Home » Blog » Don’t Forget to Use Your Dashboard

Steering-wheel-801994_1920Flying blind causes crashes.  Entrepreneurs often have a weakness for winging it, for managing by the seat of their pants, for flying blind instead of paying regular, disciplined attention to what the performance numbers are signaling about the state of their business’s health.  They don’t look for honest feedback that will give them a clear picture of what’s beginning to go right and what’s beginning to go wrong. 

Imagine if your car didn’t have dashboard instruments.  You would have to guess when you need to add fuel.  You could estimate your speed and hope the police agree with your estimate when you get pulled over.  You wouldn’t have a warning that your engine needs servicing until it needs costly repairs. 
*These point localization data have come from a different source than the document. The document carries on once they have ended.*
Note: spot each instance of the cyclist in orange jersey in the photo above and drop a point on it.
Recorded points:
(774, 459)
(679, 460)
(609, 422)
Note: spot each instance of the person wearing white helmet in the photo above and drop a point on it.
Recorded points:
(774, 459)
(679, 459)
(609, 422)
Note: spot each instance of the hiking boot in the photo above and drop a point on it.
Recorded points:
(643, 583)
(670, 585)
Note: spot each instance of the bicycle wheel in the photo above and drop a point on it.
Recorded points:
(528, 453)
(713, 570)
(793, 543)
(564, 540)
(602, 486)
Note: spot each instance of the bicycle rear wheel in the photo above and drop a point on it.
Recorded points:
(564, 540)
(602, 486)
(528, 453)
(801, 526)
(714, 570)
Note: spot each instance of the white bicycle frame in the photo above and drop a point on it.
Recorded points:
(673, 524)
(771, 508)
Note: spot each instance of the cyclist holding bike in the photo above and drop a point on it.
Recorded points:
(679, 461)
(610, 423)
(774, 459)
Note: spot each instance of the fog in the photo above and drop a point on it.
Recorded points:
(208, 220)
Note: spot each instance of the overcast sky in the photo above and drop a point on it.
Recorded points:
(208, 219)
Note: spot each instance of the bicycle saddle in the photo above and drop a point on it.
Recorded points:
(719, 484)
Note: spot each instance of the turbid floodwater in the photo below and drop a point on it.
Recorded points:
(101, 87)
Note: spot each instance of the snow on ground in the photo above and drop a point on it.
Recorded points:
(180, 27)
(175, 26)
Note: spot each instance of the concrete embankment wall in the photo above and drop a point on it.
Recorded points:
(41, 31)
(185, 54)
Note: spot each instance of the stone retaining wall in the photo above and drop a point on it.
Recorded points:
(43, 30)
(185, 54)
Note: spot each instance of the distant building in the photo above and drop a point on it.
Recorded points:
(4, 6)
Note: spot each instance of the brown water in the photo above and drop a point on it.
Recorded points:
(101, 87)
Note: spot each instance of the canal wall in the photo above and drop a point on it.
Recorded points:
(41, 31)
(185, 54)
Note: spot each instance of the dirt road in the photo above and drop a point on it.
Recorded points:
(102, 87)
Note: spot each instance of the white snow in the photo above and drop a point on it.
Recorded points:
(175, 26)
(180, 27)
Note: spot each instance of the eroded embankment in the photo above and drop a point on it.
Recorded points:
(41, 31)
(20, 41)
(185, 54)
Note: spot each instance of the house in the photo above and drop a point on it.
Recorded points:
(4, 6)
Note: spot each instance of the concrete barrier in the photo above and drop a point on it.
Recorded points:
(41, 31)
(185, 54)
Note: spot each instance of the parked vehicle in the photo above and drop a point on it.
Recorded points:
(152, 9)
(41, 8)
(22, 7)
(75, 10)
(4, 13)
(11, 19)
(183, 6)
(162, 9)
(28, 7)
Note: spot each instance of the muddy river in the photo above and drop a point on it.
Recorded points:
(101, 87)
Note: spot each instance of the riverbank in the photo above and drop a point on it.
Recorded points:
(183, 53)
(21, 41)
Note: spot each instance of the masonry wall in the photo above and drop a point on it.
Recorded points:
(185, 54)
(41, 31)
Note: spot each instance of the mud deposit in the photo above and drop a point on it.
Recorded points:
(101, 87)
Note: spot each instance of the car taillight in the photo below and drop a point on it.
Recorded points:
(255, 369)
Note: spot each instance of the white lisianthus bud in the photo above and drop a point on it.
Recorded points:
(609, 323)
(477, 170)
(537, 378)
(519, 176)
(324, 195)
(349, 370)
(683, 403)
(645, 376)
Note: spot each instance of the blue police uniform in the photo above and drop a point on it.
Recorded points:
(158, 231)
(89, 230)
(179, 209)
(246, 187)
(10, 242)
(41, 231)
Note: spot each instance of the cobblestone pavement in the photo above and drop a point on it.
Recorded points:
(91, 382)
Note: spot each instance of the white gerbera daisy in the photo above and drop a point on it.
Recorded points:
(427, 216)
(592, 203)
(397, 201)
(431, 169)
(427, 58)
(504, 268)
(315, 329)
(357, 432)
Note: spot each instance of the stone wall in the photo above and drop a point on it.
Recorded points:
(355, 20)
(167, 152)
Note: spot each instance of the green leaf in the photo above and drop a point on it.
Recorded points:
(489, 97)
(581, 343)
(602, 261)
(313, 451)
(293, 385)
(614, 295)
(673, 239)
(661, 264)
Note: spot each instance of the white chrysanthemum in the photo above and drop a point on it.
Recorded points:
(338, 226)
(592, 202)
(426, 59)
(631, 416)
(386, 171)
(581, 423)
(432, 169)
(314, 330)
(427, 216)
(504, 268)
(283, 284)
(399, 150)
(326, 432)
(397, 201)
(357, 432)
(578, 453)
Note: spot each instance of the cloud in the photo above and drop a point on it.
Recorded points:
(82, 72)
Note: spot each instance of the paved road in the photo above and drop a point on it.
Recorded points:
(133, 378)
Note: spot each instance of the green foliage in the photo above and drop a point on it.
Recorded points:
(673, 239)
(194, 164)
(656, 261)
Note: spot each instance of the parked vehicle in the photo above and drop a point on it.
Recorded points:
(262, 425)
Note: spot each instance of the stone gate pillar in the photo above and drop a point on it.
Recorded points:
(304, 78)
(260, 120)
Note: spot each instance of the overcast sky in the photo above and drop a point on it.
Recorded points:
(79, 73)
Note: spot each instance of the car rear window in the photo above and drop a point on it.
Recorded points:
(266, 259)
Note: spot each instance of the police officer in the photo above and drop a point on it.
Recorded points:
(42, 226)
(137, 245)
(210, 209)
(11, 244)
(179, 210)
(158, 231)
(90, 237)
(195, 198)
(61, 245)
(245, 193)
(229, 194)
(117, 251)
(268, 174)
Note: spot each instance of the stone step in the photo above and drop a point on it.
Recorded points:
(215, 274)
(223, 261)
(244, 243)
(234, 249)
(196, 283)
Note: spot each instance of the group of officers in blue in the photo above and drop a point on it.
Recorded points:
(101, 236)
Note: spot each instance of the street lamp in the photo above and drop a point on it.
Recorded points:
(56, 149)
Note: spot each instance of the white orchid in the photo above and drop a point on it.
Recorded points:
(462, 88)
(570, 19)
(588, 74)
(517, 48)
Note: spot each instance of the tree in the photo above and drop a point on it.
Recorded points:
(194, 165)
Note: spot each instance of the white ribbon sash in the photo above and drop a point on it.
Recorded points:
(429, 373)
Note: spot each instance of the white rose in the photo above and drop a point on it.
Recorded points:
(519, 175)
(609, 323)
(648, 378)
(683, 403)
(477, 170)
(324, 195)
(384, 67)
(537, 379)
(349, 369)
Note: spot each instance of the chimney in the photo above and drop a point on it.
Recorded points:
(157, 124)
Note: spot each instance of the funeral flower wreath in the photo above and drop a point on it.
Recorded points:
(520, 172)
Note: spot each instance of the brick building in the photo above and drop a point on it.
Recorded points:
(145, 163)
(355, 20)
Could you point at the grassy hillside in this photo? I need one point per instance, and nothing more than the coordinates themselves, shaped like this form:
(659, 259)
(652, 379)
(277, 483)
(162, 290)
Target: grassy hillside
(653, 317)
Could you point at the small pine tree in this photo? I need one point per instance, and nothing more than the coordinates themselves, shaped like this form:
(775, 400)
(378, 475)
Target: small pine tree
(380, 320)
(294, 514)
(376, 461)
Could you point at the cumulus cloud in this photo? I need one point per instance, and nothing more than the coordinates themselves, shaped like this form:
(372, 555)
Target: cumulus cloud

A business owner who isn’t getting performance numbers from their business is in pretty much the same situation.  They are just guessing.  They are not able to react to problems while they are small and easy to correct.  They often miss opportunities to increase sales and profits because they don’t know what their most profitable customers and products are. 

Some business owners are simply undisciplined or lazy, and can’t be bothered with the details.  In that case, they deserve to suffer the consequences.  However, it’s usually not willful negligence.  It’s not because they don’t want to check the vital signs.  It’s because they simply don’t know what information they should have or how often they should be getting it.  The information is not easy to get or understand, and is never ready when they need it. 

What reports should you have? I would recommend:

  • A morning report that recaps your daily cash balance, sales, receivables, and payables balances.
  •  A weekly list of customer orders not yet invoiced or delivered.
  •  A weekly report of customers who have past due receivables.  A weekly report of what bills are due next week.
  •  Monthly financials.  Have your CPA ensure that your internal financials are accurate.  You don’t want to be making critical decisions using bad data.
  •   Monthly sales by product.
  •   Monthly sales by customer. 

My most profitable clients understand the importance of not flying blind.  I don’t think that it is an accident that they know their numbers and that they are highly profitable.  Creating a dashboard or improving the one you have should be one of your top priorities for this year.